Gezeichnet habe ich im Inneren, den Blick durch ein gotisches Innenfenster auf eine romanische Säule.

Ein paar Orte weiter liegt die Klosterkirche Lippoldsberg auf einem Hügel. Auch hier gibt es eine wechselvolle Geschichte, die mit einem Benediktinerinnenkloster begann; sie umschließt Reformation, Kriege, Brände und Wiederaufbau. Im Eingangsbereich, an der „Klosterpforte“, fand ich ein Schild, auf dem zu lesen war:

Information

Museum

Klosterladen

Kirchenbeitritt

Kirchenbeitritt! Ob schon jemand zur Pförtnerin statt „Ich hätte gern eine Apfelschorle“ „Ich würde gern der Kirche beitreten“ gesagt hat? Gibt es einen Notfallplan für diesen Moment?

Eines jedenfalls ist schon da: ein stilechter Türklopfer. Denn an eine Klosterpforte muss man natürlich anklopfen. Ein wunderschön geschmiedeter Löwen-Katzen-Menschenkopf, vermutlich eine moderne Arbeit.


Endlich Fachwerk

Ich liebe Fachwerk, und ich kann nicht müde werden, es zu zeichnen. Fachwerk ist die Form, die der Funktion auch dort folgt, wo Dekor hinzukommt, Fachwerk ist gebautes Mandala.
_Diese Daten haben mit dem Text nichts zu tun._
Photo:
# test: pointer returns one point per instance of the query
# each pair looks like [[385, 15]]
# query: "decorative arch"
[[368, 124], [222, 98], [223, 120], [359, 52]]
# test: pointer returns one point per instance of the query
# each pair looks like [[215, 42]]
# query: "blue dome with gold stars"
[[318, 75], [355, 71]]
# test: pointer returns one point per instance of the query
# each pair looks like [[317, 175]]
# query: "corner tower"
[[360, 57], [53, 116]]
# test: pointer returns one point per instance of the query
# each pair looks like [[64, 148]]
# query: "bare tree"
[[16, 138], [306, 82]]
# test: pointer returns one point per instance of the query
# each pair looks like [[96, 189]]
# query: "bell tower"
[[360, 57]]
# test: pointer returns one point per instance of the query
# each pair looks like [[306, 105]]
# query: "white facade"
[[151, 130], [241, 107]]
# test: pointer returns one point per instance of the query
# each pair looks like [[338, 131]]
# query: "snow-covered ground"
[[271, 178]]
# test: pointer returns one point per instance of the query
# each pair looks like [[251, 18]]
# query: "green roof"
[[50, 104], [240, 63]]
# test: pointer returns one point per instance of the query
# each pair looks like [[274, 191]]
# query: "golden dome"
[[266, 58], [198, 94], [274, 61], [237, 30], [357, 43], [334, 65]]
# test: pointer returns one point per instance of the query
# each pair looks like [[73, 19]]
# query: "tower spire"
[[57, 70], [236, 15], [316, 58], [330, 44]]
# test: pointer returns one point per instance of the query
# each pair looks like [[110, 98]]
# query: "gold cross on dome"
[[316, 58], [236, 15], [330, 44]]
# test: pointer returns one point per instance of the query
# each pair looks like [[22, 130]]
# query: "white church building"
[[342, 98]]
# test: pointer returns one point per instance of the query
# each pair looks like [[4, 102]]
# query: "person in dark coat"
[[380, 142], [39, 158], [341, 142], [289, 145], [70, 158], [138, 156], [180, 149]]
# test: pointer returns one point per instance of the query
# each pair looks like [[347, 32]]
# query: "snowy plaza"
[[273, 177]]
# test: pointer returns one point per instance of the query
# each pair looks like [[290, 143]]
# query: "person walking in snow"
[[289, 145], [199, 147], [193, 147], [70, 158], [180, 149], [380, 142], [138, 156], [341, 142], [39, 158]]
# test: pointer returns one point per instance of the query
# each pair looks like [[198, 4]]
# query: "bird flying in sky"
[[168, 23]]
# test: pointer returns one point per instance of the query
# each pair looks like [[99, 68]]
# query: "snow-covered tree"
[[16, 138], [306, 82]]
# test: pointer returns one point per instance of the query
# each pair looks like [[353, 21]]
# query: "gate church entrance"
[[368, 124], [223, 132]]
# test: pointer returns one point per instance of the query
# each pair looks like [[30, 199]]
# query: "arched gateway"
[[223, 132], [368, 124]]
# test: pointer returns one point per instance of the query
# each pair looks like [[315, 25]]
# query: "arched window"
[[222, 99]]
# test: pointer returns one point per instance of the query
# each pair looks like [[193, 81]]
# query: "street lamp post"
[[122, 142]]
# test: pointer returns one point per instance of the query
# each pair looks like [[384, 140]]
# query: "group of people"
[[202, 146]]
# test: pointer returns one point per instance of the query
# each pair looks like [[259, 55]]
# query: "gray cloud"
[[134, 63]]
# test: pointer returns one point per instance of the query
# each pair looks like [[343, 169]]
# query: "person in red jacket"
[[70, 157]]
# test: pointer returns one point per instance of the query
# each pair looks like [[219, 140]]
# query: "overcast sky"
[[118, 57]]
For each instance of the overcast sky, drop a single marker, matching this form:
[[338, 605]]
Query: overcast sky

Um so unverständlicher, dass ich in der ersten Reisewoche kein einziges zu Papier gebracht habe, obwohl die Orte davon überquollen. Mal schien die Sonne aus der falschen Richtung, mal lockte ein Stück Romanik oder ich war schlichtweg zu müde.

Vorgestern, in Witzenhausen, stimmt endlich alles. Dabei hat der Tag mit einem Schreck und einer Verspätung begonnen: der Fahrradakku war am Morgen noch genau so leer gewesen wie am Abend nach einer langen Tour gegen den Wind. Also hieß es, mich in Geduld zu fassen, den wunderhübschen kleinen Kurbezirk von Bad Sooden zu genießen (die Zeichnung wird dennoch nicht fertig) und gegen zwölf endlich abzufahren.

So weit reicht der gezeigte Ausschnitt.